Core Component: This lab explores how Bonsai v3 efficiently adds new individuals to existing pedigrees one at a time, rather than rebuilding the entire structure. These incremental addition strategies are critical for performance when working with large datasets and for updating pedigrees as new genetic data becomes available.

The Challenge of Incremental Addition

Why Incremental Addition Matters

In real-world genetic genealogy applications, data often arrives incrementally. New individuals may take DNA tests and need to be placed in an existing family structure without recomputing the entire pedigree. Bonsai v3 addresses this challenge through specialized functions that efficiently find optimal placement for new individuals within existing pedigrees.

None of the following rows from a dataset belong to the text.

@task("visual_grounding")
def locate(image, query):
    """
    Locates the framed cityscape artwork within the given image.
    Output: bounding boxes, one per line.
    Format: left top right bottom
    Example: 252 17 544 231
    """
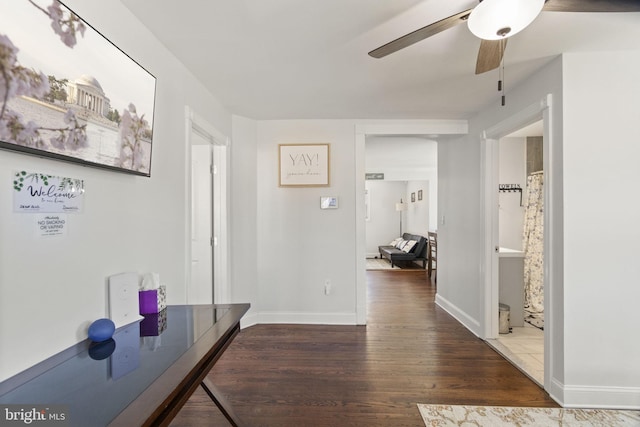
0 0 156 176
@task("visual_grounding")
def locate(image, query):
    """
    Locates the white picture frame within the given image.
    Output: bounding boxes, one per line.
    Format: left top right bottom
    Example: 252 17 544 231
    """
320 196 338 209
278 144 329 187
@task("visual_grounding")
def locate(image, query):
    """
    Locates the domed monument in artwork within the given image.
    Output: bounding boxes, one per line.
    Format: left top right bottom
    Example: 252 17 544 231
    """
67 74 110 117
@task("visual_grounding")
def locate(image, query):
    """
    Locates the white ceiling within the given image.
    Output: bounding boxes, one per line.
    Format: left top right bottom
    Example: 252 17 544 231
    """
122 0 640 119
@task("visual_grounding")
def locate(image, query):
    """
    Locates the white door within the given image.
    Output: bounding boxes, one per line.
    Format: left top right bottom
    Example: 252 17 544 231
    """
187 140 214 304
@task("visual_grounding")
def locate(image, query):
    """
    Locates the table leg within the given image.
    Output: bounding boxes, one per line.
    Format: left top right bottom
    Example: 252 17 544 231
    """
200 377 242 427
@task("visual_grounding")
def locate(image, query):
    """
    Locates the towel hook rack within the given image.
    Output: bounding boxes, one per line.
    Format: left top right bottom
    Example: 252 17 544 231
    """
498 184 522 206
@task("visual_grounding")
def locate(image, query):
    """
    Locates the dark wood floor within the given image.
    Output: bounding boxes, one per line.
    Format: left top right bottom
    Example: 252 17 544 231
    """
171 270 558 427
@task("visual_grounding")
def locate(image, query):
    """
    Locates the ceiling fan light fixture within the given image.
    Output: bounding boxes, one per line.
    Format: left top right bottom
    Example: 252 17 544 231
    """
467 0 545 40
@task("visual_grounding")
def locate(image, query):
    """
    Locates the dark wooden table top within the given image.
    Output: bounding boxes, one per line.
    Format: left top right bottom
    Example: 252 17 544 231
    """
0 304 249 426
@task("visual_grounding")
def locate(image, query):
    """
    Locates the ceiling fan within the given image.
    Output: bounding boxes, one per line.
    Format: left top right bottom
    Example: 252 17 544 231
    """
369 0 640 74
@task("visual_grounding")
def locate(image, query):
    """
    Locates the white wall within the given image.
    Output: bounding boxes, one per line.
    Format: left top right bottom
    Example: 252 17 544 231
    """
437 52 640 409
0 0 231 380
229 116 262 327
498 137 527 251
405 181 430 237
563 51 640 409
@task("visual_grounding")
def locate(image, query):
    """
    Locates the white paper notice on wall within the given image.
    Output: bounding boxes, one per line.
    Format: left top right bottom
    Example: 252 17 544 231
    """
109 273 143 328
35 214 68 237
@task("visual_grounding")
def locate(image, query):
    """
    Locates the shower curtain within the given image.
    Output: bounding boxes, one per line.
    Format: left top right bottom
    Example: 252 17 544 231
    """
522 171 544 329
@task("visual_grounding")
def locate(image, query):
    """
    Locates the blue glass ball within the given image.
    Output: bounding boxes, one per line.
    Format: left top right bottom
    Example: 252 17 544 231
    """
88 319 116 342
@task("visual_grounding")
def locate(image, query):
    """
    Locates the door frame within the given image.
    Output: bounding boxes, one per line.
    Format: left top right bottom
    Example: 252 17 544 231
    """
184 106 231 304
354 120 468 325
481 94 556 388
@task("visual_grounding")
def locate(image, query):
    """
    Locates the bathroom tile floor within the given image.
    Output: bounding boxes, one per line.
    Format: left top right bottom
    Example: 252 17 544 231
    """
487 322 544 387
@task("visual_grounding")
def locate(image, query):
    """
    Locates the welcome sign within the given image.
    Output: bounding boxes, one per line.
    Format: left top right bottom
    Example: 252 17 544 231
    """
11 171 84 213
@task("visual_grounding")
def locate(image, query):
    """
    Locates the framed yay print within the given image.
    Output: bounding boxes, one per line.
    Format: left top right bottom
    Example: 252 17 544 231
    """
278 144 329 187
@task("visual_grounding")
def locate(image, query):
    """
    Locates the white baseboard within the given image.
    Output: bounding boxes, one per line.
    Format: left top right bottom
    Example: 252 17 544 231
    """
240 313 258 329
257 311 356 325
436 294 480 337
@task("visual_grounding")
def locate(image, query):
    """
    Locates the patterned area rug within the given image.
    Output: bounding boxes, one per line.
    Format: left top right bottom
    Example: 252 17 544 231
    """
418 403 640 427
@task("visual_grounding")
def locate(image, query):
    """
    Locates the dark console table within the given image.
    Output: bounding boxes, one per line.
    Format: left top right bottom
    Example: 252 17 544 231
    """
0 304 249 427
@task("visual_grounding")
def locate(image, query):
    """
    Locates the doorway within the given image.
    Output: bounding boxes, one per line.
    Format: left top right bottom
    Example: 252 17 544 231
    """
483 95 553 387
354 120 468 325
185 107 230 304
489 120 544 387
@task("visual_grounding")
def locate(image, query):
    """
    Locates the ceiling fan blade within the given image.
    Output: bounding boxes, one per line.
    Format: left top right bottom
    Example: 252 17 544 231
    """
369 9 473 58
542 0 640 12
476 39 508 74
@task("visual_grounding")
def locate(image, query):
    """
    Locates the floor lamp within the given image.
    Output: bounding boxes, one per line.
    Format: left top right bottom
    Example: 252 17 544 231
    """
396 199 407 236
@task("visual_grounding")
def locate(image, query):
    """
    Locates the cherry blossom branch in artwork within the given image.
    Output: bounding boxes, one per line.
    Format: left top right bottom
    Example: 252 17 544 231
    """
120 104 149 170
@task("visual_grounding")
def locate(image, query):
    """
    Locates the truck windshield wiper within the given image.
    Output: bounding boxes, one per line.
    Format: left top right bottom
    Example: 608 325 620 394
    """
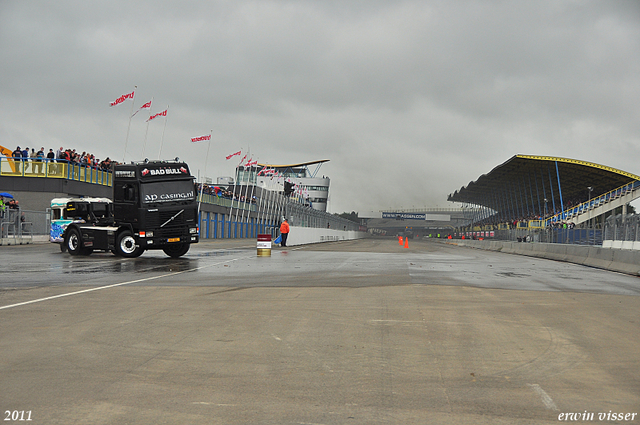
160 209 184 227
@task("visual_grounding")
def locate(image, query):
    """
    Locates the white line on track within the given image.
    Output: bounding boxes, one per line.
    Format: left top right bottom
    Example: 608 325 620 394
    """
0 255 253 310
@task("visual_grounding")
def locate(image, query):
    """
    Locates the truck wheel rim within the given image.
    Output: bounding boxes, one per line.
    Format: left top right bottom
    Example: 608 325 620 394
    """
120 236 136 254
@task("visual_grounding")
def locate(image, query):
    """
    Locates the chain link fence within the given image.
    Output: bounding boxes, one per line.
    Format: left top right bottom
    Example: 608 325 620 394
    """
604 214 640 242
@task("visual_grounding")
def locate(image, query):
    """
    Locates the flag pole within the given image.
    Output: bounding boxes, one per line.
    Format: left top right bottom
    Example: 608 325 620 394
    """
142 96 153 158
229 148 247 238
198 130 213 228
158 105 169 160
122 86 138 163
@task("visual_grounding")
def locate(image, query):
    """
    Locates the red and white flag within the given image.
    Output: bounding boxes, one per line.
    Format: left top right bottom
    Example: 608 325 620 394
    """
191 134 211 143
131 100 152 117
147 109 167 121
110 91 135 106
227 151 242 160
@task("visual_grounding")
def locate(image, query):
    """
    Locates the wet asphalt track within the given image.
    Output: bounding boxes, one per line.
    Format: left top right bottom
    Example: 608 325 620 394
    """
0 239 640 424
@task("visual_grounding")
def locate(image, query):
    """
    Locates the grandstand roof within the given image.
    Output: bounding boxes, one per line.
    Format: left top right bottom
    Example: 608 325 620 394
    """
448 155 640 216
258 159 329 168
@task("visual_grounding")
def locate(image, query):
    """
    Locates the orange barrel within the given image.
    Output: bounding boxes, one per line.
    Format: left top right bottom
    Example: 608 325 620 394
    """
258 235 271 257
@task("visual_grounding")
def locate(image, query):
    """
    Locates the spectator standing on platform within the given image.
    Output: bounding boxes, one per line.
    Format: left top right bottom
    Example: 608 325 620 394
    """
47 149 57 174
22 147 29 174
280 218 289 247
34 147 44 174
11 146 22 173
29 148 36 173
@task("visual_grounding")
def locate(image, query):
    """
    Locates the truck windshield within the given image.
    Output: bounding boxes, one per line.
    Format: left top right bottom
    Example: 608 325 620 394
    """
140 180 196 204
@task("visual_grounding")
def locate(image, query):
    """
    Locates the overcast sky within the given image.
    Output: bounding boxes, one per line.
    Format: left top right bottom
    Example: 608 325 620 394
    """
0 0 640 213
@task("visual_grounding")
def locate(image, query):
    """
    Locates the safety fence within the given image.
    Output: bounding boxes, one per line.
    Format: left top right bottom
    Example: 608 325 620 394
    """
200 192 360 239
0 157 359 239
604 214 640 242
494 227 602 245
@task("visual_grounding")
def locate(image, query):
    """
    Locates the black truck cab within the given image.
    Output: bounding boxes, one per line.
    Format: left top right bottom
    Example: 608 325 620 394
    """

The key advantages of incremental addition include:

Computational Efficiency: Adding one individual is much faster than rebuilding an entire pedigree
Stability: Existing relationships in the pedigree remain stable as new individuals are added
Scalability: The approach can handle continuous addition of new individuals over time
Real-time Updates: Results can be updated promptly as new data becomes available

The core of this functionality in Bonsai v3 is the add_individual_to_pedigree function:

def add_individual_to_pedigree(
    id_val: int,
    up_dct: dict[int, dict[int, int]],
    id_to_shared_ibd: dict[tuple[int, int], list[dict]],
    id_to_info: dict[int, dict],
    pw_ll: Any,
    max_up: int = 3,
    n_keep: int = 5,
    return_only_best: bool = True,
):
    """
    Add a single individual to an existing pedigree.
    
    Args:
        id_val: ID of the individual to add
        up_dct: Up-node dictionary representing the existing pedigree
        id_to_shared_ibd: Dict mapping ID pairs to their IBD segments
        id_to_info: Dict with demographic information for individuals
        pw_ll: PwLogLike instance for likelihood calculation
        max_up: Maximum number of generations to extend upward
        n_keep: Number of top pedigrees to keep
        return_only_best: Whether to return only the best pedigree
        
    Returns:
        List of (pedigree, likelihood) pairs or just the best one
    """
    # Actual implementation details...

This function orchestrates the process of finding the optimal way to add a new individual to an existing pedigree. It evaluates different potential connection points and relationship configurations, much like the pedigree merging process we saw previously, but optimized for the single-individual case.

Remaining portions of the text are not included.